I don't know. Is it something in the water we drink here in the East? Or some anti-fidelity extract a mad wizard is sending to State Houses?
Okay, Eliot Spitzer admitted paying prostitutes for sex and then resigned. That's one governor, nothing so unusual there. But now his successor, Gov. David Paterson, says he and his wife both had affairs some years ago, though he adds that they then sought counseling and saved their clearly troubled marriage. Does that mean he needn't resign?

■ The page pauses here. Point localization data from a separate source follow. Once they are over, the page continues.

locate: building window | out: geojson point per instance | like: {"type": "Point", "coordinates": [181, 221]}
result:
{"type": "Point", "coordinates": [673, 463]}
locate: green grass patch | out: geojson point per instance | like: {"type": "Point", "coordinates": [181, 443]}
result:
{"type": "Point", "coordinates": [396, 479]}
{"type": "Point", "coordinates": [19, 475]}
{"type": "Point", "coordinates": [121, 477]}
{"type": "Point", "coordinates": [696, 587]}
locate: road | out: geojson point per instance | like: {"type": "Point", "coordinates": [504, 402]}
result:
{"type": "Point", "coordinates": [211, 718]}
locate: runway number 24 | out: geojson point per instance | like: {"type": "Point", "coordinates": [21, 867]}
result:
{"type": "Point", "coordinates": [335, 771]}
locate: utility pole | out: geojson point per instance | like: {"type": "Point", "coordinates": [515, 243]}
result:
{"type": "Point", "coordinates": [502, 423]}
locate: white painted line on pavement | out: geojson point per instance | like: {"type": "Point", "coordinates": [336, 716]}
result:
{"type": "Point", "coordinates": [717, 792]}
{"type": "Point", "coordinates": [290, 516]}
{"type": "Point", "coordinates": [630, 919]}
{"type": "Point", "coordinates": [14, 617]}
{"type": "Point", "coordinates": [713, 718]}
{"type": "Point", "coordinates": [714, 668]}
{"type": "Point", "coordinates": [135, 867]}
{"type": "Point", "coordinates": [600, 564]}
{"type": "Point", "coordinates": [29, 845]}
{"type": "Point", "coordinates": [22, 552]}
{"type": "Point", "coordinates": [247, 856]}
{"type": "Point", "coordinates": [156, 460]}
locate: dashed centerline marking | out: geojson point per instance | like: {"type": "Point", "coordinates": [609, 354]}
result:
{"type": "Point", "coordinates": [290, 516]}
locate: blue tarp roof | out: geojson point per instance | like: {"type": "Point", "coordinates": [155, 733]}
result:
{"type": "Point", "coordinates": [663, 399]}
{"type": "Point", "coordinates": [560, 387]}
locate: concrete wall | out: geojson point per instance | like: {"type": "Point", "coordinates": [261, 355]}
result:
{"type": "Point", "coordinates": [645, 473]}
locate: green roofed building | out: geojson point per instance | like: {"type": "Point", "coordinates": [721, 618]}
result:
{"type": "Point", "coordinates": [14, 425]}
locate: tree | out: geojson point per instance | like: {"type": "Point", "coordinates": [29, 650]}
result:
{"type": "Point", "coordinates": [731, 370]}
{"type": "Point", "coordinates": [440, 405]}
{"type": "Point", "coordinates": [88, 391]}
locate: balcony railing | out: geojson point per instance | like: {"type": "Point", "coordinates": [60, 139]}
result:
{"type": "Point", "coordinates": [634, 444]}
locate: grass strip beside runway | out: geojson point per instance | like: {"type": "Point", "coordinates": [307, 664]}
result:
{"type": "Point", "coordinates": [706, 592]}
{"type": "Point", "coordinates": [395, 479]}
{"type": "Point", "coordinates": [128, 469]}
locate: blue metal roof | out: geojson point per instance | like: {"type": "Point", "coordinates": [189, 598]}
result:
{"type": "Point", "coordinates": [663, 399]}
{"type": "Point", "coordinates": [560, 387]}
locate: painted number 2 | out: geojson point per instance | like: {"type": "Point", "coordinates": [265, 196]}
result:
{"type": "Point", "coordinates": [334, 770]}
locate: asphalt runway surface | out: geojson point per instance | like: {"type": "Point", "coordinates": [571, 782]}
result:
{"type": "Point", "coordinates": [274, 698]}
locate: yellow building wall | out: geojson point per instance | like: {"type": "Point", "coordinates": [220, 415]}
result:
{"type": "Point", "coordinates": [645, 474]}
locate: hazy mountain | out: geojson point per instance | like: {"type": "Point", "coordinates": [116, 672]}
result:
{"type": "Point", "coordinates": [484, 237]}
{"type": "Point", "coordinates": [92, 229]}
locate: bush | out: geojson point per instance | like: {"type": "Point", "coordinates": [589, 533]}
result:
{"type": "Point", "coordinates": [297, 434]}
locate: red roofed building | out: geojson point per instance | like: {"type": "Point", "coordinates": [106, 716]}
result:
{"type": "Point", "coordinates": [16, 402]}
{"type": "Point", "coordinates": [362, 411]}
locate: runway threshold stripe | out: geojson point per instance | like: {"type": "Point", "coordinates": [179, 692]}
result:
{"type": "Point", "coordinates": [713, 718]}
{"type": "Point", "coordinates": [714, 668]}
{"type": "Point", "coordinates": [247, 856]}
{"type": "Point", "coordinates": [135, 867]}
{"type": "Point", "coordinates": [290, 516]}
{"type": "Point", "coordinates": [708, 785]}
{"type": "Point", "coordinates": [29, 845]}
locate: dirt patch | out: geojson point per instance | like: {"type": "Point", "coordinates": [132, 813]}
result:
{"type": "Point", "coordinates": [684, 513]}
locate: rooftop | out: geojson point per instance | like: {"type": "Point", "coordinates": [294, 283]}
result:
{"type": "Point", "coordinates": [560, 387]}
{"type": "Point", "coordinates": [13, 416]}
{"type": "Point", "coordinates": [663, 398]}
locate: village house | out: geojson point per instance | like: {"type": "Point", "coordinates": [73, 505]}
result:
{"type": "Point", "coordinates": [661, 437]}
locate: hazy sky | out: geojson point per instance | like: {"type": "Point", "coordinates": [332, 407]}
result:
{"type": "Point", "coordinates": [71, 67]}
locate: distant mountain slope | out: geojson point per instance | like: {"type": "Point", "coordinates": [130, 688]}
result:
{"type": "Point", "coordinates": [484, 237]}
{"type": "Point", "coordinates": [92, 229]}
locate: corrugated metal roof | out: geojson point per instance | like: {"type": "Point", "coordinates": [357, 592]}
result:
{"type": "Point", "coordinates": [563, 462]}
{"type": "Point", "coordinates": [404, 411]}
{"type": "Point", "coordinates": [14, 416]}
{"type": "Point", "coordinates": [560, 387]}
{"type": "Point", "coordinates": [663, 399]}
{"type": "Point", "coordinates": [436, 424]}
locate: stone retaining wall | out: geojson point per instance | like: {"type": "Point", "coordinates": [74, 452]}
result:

And former New Jersey Gov. Jim McGreevey says that he and his wife Dina had three-way sex with an aide, Teddy Pederson. Dina McGreevey says no we didn't. The aide says yes we did, but I only touched her, it wasn't gay stuff. What's a poor newspaper reader to do?
Once upon a time, reporters didn't report sex. The late Hugh Sidey, who covered the Kennedy White House for Time, used to say that all the regulars knew about the girl friends, they just didn't write about it. That day is gone, of course.
One solution, I suppose, would be for politicians to be faithful to spouses, but that seems hopelessly naive. I have no idea whether governors, say, are more adulterous than ordinary people. But, of course, it's different. Most people probably don't care whether Joe Doaks, who lives down the block, is faithful to his wife Jill, or she to him. It's different with elected leaders, people we in theory respect.
Do we lose respect for them when they cheat? I think so, probably. I think people lost respect for Bill Clinton when they learned about Monica and the pizza and all that. If you say "President Clinton," it's sex people think of first, not the fact that he actually had a couple of balanced budgets, which is astonishing considering how his successor has done.
But it is odd, this concentration of lurid stuff here in the East. Whaddya hear from Connecticut?